At first glance this work inevitably brings to mind classic feminist notions about the objectification of woman by the male gaze. The woman is thrust away into abstract space, dandled there on his voracious stare like a ping-pong ball on a jet of water, her body controlled, cancelled out, mummified except for those functions relevant to male gratification. The more you look, though, the more you become aware that there is something much more ambiguous going on. You begin to wonder who has the power here, if anyone? Who is creating whose reality?
The man, it’s true, seems grounded, firmly based, but who’s to say he’s not simply flattened and defeated? He grips the stilts as if wielding a diviner’s rods, but he may be simply grasping for what might at any moment stride purposefully away from him on its own business. The woman is certainly in a precarious position, tottering there on her gigantically high heels, but it’s hard not to imagine her as potentially triumphant, surging up, marvelously balanced, gripped, yes, but free to jump or fly. She stares into the distance, as if listening to far-off music, or to some imperative deep inside herself. Zoned in, locked in, perhaps, to the sexual broadcast, the antagonistic mutuality of transmission and reception passing back and forth along the conduits of the stilts.
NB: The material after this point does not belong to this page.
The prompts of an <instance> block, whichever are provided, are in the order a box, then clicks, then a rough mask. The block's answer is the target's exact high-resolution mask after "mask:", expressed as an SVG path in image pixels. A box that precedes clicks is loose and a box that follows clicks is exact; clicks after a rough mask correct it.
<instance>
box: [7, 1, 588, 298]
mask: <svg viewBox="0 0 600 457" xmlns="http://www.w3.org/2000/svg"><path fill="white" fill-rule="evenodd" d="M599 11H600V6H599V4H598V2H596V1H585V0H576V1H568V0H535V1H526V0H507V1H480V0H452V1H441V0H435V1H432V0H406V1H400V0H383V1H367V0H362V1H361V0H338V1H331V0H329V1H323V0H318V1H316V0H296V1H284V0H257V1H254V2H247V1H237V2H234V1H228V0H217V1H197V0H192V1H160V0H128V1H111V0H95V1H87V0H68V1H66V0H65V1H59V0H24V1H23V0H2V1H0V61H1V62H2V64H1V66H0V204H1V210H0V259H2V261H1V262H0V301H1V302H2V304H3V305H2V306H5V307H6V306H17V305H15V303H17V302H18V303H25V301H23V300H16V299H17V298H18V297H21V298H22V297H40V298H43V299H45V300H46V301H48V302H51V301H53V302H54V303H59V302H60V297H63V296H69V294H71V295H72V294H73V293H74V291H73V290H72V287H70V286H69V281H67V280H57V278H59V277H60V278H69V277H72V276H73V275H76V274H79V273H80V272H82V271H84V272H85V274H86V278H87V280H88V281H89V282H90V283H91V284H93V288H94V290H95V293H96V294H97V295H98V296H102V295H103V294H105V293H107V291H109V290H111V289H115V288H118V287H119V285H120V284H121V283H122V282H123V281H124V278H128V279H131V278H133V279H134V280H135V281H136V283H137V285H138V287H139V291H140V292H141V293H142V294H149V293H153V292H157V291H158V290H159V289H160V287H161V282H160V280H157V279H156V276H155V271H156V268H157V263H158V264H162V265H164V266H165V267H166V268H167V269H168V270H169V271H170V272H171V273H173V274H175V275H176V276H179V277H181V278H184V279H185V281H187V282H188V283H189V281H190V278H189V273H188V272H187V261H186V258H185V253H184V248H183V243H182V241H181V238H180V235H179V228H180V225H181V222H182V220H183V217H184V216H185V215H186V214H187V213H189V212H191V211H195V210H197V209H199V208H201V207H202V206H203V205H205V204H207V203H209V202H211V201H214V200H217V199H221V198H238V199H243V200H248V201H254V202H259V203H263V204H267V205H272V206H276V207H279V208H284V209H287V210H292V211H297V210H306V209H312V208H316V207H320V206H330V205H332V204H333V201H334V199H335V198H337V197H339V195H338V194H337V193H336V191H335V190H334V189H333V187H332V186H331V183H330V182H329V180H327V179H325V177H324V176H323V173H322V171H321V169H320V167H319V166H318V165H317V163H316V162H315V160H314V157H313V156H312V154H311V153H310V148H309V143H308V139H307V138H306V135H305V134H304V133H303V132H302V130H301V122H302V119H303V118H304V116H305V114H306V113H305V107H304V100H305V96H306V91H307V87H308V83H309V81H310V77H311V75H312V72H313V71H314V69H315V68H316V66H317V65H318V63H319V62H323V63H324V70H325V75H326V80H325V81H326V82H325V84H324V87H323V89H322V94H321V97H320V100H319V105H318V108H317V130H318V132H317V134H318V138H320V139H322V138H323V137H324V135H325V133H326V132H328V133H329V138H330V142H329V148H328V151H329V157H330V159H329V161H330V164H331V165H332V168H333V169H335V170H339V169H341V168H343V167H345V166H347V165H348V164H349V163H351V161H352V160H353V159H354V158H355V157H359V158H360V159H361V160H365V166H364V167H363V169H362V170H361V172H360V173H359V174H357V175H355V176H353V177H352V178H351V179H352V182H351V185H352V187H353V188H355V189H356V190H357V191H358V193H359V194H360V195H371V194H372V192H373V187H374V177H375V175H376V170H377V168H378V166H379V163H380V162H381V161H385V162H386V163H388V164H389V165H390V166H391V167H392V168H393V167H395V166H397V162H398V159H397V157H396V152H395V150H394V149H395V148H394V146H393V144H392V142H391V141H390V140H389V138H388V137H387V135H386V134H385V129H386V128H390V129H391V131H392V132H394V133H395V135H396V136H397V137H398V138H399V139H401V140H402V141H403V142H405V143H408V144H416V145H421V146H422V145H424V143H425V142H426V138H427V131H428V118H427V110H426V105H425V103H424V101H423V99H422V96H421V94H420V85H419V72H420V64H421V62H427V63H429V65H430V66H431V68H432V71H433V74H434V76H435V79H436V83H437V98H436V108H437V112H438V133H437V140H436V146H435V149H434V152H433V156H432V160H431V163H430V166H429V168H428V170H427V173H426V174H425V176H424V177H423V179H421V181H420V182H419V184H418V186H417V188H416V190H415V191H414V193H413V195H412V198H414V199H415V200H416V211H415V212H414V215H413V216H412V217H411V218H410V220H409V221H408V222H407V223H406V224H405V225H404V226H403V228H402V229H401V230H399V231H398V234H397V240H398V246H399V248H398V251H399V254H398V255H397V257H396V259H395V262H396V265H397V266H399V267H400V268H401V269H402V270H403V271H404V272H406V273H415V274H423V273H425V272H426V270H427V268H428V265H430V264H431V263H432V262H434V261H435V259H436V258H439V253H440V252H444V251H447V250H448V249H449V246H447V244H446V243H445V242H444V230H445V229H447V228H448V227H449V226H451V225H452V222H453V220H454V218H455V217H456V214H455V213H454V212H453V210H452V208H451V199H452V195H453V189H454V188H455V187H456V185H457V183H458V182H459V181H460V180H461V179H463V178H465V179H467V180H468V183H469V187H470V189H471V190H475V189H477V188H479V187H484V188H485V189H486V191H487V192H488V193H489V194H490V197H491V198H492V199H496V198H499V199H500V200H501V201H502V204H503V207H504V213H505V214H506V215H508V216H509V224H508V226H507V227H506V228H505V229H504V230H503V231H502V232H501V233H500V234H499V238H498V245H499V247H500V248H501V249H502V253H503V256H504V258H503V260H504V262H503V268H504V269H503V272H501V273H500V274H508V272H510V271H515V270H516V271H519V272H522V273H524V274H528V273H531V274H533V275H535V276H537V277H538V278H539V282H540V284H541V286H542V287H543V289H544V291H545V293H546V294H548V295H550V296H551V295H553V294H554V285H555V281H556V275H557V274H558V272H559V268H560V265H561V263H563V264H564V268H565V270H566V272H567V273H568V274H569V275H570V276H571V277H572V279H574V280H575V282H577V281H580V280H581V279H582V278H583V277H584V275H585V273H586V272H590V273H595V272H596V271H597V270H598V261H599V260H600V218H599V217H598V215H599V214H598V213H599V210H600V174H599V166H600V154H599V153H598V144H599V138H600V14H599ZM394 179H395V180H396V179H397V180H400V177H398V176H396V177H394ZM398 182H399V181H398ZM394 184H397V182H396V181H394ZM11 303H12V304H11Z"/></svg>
Here then, is the helplessly touching, deadly and daft human opera caught at its most irreducibly complex and yet telling moment. Compelling on a purely aesthetic level, this sculpture is also the site for an ever-widening meditation on the nature of human sexuality and much more. It’s the work not only of a dynamic artist, but one who is able to look into the light and the dark places equally, and retain her balance, her wit and her sympathetic breadth. That breadth, the inclusivity of this art, is as impressive finally as its energy and aesthetic force.